To measure this, BCD M&E uses a combination of quantitative and qualitative metrics to gauge ROI across several dimensions, including goal attainment, attendee engagement, satisfaction levels, financial outcomes, operational efficiency, and long-term value, she explains. “These key performance indicators help us understand not only how well the event is performed at the moment but also how it contributes to broader organizational goals,” Whitehead says.
The Measuring Stick
So what metrics should planners and meeting owners use to judge success?

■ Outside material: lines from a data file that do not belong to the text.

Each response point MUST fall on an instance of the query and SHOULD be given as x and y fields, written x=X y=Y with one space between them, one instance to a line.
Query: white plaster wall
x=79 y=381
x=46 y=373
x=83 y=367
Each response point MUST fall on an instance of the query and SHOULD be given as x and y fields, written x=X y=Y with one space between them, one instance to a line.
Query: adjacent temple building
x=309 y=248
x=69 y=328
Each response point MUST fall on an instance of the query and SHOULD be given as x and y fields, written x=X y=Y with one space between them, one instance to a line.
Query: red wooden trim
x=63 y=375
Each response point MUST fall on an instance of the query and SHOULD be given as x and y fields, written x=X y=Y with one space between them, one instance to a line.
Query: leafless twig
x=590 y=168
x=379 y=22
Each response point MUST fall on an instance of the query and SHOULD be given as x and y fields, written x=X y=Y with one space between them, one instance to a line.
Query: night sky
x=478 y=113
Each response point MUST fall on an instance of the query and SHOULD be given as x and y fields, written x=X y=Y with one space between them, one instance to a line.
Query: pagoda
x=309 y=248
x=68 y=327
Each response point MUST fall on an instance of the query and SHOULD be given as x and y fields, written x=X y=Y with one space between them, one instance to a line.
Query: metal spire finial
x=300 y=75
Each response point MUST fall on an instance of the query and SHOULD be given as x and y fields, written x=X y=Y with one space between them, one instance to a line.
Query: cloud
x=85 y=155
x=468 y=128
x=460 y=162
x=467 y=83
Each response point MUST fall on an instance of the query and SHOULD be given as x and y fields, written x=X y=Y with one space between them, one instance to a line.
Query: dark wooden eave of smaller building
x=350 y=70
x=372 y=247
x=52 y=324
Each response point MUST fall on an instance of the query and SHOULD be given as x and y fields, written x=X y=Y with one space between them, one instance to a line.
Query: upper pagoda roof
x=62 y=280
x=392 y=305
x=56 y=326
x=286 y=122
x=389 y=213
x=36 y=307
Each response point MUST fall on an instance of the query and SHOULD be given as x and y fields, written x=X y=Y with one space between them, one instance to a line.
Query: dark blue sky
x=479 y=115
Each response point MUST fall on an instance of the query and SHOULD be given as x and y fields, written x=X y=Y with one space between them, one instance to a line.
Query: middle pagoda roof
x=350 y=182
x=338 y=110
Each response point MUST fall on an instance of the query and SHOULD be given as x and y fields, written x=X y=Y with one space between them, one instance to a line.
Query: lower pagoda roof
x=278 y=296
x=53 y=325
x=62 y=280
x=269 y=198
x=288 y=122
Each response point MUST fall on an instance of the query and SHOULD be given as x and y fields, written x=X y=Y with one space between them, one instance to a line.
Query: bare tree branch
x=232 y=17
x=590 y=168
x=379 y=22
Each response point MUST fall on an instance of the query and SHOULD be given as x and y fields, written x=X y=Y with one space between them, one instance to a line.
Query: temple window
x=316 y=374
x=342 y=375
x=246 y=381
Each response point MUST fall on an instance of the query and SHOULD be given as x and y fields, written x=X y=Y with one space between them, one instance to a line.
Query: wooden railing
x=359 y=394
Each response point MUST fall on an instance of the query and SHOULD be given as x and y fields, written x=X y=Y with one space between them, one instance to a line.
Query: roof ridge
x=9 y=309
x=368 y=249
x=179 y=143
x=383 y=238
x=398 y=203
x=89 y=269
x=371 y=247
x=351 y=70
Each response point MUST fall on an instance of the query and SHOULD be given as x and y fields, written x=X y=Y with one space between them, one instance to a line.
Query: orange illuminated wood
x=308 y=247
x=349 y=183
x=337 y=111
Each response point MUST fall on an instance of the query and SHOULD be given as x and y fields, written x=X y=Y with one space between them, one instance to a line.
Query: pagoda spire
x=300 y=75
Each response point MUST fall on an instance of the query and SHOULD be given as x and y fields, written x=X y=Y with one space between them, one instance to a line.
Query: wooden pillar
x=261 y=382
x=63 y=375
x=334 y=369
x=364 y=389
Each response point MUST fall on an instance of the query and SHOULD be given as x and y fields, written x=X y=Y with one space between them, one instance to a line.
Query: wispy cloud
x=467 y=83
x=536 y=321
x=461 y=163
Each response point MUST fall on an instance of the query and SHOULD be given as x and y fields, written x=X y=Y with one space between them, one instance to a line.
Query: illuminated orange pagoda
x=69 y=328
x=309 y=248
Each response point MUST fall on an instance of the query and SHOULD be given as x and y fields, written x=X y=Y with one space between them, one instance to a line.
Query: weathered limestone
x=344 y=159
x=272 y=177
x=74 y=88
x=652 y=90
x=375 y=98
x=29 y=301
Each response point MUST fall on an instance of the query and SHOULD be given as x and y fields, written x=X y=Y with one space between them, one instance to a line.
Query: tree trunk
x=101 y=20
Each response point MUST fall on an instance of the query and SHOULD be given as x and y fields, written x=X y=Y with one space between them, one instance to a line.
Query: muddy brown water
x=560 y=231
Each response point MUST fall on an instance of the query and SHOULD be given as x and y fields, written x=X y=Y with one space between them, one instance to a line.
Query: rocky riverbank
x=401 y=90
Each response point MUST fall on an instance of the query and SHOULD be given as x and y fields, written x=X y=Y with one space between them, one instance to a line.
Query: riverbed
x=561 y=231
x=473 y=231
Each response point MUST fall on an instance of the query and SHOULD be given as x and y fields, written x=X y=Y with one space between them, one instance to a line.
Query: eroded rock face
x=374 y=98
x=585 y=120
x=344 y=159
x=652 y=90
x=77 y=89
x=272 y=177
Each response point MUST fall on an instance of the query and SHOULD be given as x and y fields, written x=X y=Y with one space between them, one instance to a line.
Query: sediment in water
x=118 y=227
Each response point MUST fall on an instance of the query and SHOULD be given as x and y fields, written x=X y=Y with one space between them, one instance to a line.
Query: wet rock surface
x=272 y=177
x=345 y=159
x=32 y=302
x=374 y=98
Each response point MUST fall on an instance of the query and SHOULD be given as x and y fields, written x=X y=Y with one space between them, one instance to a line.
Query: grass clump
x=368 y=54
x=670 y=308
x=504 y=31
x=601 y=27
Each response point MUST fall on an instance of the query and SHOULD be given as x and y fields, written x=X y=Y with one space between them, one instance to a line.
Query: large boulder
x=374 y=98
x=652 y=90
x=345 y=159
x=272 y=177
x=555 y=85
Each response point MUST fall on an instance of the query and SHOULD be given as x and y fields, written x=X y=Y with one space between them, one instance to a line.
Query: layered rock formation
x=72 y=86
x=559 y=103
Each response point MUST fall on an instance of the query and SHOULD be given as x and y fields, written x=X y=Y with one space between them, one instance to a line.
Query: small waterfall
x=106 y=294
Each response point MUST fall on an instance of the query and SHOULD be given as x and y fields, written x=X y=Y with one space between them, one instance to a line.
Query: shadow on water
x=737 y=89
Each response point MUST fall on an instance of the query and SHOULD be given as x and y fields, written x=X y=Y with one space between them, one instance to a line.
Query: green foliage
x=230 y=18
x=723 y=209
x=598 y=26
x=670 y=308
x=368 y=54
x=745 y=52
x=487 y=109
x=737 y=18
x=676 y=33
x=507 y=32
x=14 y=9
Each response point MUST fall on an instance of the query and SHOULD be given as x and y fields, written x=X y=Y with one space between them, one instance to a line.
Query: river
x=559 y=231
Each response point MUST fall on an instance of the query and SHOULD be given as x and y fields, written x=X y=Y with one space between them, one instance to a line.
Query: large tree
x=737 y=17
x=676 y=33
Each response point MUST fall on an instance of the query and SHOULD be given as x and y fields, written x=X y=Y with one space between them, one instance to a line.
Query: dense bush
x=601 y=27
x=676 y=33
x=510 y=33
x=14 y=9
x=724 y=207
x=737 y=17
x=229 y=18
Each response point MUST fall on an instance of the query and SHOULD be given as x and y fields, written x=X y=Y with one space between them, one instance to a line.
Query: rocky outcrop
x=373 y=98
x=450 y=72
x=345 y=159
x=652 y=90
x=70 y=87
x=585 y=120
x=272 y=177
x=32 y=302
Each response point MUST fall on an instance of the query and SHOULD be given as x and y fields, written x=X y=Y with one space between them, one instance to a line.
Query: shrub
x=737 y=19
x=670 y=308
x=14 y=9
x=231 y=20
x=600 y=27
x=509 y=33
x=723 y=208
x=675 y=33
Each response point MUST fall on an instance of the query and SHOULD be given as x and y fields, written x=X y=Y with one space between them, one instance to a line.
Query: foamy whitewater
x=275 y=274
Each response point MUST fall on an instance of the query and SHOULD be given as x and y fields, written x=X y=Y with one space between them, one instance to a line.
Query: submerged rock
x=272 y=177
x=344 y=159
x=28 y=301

In such a broad field with so many variables, there’s no single measure of success, according to IHG’s Marshall. “Instead, success is evaluated through a combination of experience, outcomes and future engagement.”
She points to key indicators such as attendee and meeting planner feedback, which reflects the quality of both the content and the onsite experience. “Success also is measured by whether the meeting strengthens relationships, supports repeat business and builds long‑term trust – factors that matter deeply in a relationship-driven industry,” Marshall maintains.
Wendel says that the selection of the right vendor has consistently proven to be a baseline, positive element of any successful meeting. “Moreover, in scenarios when the meeting planner elects to use a property that is part of the company’s preferred transient program, the hotelier is notably more likely to be responsive to specific meeting requests across all ‘time sections’ tied to the execution of a successful meeting,” she adds.
For Whitehead, the measure of event success is both quantitative and qualitative, including core metrics such as attendee participation and engagement, satisfaction reflected in surveys and post-event evaluations, and the quality of interactions and connections formed.
“We also assess broader visibility and influence through social media activity and media coverage, while financial metrics, such as revenue versus expenses, help determine commercial effectiveness when applicable,” says Whitehead. “No matter the size, scope, or purpose of the meeting, our goal is always to ensure that clients and attendees walk away feeling they were part of something exceptional.”
Groupize’s De Gaspe Beaubien sees the industry as “finally growing up” and becoming mission-critical. “For years, meetings were influential investments a company makes, often representing up to 3 percent of revenue,” she says, noting that what’s changing isn’t just how meetings are measured, it’s the role they play in how work gets done.
“Meetings are becoming the most trusted source of truth inside organizations,” De Gaspe Beaubien says. “They’re where decisions happen, alignment is created and momentum is built. Meetings are no longer just events – they’re infrastructure. They’re how companies operate, align and move forward. It’s time to stop managing meetings as an afterthought and start treating them like the strategic function they are.”